Evidence for oscillation of atmospheric neutrinos

Abstract

We present an analysis of atmospheric neutrino data from a 33.0 kiloton-year (535-day) exposure of the Super-Kamiokande detector. The data exhibit a zenith angle dependent deficit of muon neutrinos which is inconsistent with expectations based on calculations of the atmospheric neutrino flux. Experimental biases and uncertainties in the prediction of neutrino fluxes and cross sections are unable to explain our observation.
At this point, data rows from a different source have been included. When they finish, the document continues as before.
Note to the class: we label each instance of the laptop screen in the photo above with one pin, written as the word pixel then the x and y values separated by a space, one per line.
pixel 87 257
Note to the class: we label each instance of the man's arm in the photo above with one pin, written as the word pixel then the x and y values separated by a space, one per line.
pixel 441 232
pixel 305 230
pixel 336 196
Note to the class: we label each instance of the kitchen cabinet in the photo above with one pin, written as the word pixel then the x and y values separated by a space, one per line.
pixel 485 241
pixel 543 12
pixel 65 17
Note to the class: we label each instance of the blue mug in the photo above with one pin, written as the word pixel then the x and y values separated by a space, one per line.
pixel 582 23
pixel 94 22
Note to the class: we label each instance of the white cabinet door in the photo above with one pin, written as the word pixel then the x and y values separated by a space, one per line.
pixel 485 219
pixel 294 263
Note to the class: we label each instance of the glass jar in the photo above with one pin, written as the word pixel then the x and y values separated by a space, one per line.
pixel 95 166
The data are consistent, however, with two-flavor nu_mu <-> nu_tau oscillations with sin^2(2theta)>0.82 and 5x10^-4 < delta m^2 < 6x10^-3 eV^2 at 90% confidence level.

Figures (4)

• Figure 1: The $(U-D)/(U+D)$ asymmetry as a function of momentum for FC $e$-like and $\mu$-like events and PC events. While it is not possible to assign a momentum to a PC event, the PC sample is estimated to have a mean neutrino energy of 15 GeV. The Monte Carlo expectation without neutrino oscillations is shown in the hatched region with statistical and systematic errors added in quadrature. The dashed line for $\mu$-like is the expectation for $\nu_{\rm \mu} \leftrightarrow {\nu}_{\rm \tau}$ oscillations with $(\sin^2 2\theta=1.0, \Delta m^2 = 2.2 \times 10^{-3}$ eV$^2$).
• Figure 2: The 68%, 90% and 99% confidence intervals are shown for $\sin^2 2\theta$ and $\Delta m^2$ for $\nu_{\rm \mu} \leftrightarrow {\nu}_{\rm \tau}$ two-neutrino oscillations based on 33.0 kiloton-years of Super--Kamiokande data. The 90% confidence interval obtained by the Kamiokande experiment is also shown.
• Figure 3: Zenith angle distributions of $\mu$-like and $e$-like events for sub-GeV and multi-GeV data sets. Upward-going particles have $\cos \Theta < 0$ and downward-going particles have $\cos \Theta > 0$. Sub-GeV data are shown separately for $p < 400$ MeV$/c$ and $p > 400$ MeV$/c$. Multi-GeV $e$-like distributions are shown for $p < 2.5$ GeV$/c$ and $p > 2.5$ GeV$/c$ and the multi-GeV $\mu$-like are shown separately for FC and PC events. The hatched region shows the Monte Carlo expectation for no oscillations normalized to the data live-time with statistical errors. The bold line is the best-fit expectation for $\nu_{\rm \mu} \leftrightarrow {\nu}_{\rm \tau}$ oscillations with the overall flux normalization fitted as a free parameter.
• Figure 4: The ratio of the number of FC data events to FC Monte Carlo events versus reconstructed $L/E_\nu$. The points show the ratio of observed data to MC expectation in the absence of oscillations. The dashed lines show the expected shape for $\nu_{\rm \mu} \leftrightarrow {\nu}_{\rm \tau}$ at $\Delta m^2=2.2\times10^{-3}$eV$^2$ and $\sin^2 2\theta=1$. The slight $L/E_\nu$ dependence for $e$-like events is due to contamination (2-7%) of $\nu_\mu$ CC interactions.